In a separate interview Sunday on CBS’ “Face the Nation,” Pompeo said that private-sector American entrepreneurs could play a role in this shift, helping rebuild North Korea’s energy grid and develop the country’s agricultural sector.

“We can create conditions for real economic prosperity for the North Korean people that will rival that of the South,” he said.

But he said assurances of the regime’s security — in effect letting Kim stay in power if he met U.S. demands — would also need to be addressed by Washington.

“We will have to provide security assurances to be sure,” Pompeo said. “This has been a trade-off that has been pending for 25 years.”

He did not offer more details, but his remarks could refer to the type of assurances Pyongyang has sought — and received — in the past.

In the 1994 Agreed Framework with the North, the U.S. said it “would provide formal peace and national security assurances” to the country, while a 2005 statement issued during the now-defunct six-party talks with North Korea said the “United States affirmed that it has no nuclear weapons on the Korean Peninsula and has no intention to attack or invade (North Korea) with nuclear or conventional weapons.”
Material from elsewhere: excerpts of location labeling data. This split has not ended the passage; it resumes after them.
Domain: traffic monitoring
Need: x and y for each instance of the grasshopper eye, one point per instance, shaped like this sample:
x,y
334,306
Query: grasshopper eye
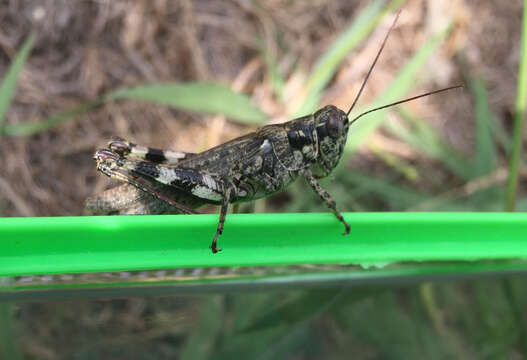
x,y
334,126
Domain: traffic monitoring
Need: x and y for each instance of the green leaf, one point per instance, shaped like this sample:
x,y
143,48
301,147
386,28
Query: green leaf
x,y
399,197
35,127
420,135
8,86
201,342
404,81
328,64
202,97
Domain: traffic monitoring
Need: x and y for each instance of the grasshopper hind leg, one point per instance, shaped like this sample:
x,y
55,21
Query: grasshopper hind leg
x,y
324,195
221,222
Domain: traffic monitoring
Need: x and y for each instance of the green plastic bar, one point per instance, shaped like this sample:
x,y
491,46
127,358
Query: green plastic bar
x,y
30,246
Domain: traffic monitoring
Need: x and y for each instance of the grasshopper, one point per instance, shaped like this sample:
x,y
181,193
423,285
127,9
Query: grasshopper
x,y
247,168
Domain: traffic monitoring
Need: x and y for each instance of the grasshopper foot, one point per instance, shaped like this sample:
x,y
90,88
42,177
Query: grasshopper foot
x,y
348,228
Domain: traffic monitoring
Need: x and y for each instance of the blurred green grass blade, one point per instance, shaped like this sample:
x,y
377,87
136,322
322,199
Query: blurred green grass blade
x,y
421,136
519,117
399,197
32,128
201,342
9,346
8,86
404,81
312,302
201,97
327,65
486,159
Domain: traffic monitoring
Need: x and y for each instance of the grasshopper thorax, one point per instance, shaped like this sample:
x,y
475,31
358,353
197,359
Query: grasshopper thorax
x,y
331,125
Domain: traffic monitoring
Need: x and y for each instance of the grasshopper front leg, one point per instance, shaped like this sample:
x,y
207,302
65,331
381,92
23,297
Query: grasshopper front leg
x,y
324,195
221,222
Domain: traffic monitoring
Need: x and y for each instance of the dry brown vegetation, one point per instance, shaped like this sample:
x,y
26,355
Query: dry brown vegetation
x,y
84,48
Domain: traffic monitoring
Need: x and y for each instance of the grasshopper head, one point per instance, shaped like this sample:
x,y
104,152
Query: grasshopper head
x,y
332,131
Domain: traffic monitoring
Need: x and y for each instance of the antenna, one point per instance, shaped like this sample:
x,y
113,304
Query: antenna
x,y
373,64
405,100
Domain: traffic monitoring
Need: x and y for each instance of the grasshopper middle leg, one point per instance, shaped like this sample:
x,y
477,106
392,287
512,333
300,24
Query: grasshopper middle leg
x,y
324,195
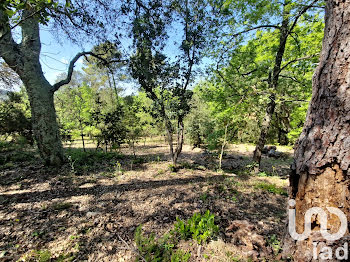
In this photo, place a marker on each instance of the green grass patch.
(271, 188)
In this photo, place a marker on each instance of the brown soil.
(91, 215)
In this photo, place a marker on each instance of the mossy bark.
(320, 173)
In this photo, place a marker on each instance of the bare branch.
(9, 49)
(296, 60)
(255, 28)
(302, 11)
(66, 81)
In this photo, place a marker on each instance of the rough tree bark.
(321, 167)
(286, 29)
(24, 60)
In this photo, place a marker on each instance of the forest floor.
(89, 209)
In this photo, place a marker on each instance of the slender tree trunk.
(83, 141)
(223, 147)
(169, 136)
(273, 84)
(320, 173)
(45, 127)
(265, 126)
(180, 140)
(24, 60)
Both agreements later collapsed.

North Korea said Saturday that all of the tunnels at the country’s northeastern nuclear test site will be destroyed by explosion in less than two weeks, while observation and research facilities and ground-based guard units will also be removed. Pompeo praised this as “one step along the way.”

John Bolton, the president’s national security adviser, described the types of steps that North Korea would need to continue taking as part of a denuclearization process, including the potential involvement of a processing center in Tennessee.

“The implementation of the decision means getting rid of all the nuclear weapons, dismantling them, taking them to Oak Ridge, Tennessee,” Bolton said Sunday in an interview with ABC’s “This Week.” “It means getting rid of the uranium enrichment and plutonium reprocessing capabilities,” adding the process would also need to address North Korea’s ballistic missiles.

“I don’t think anybody believes you’re going to sign the complete ending of the nuclear program in one day. But we are also very much interested in operationalizing the commitment as quickly as possible,” Bolton said.

The top Trump adviser also said that the North must also address its abysmal human rights record, including its abduction of Japanese nationals.

But he also struck a contradictory note with Pompeo on Sunday, saying in an interview with CNN’s “State of the Union” that the North should not “look for economic aid from us.”

“I think what the prospect for North Korea is to become a normal nation, to behave and interact with the rest of the world the way South Korea does,” he said.

Japan, meanwhile, has spent the past few months carefully weighing whether it should embark on its own meeting with Kim, a diplomatic gambit that could backfire to the severe detriment of Abe should he fail to win solid concessions from Kim on the long-standing abductee issue.

On Monday, Abe reiterated Tokyo’s willingness to hold face-to-face talks with Kim, following a Fuji TV report last week quoting a diplomatic source as saying that the North Korean leader was left wondering why Japan wouldn’t talk to him “directly about the abductions.”

“Japan can never resolve the abduction issue completely unless it discusses this with North Korea,” Abe said. “We have to make our own efforts to resolve it.”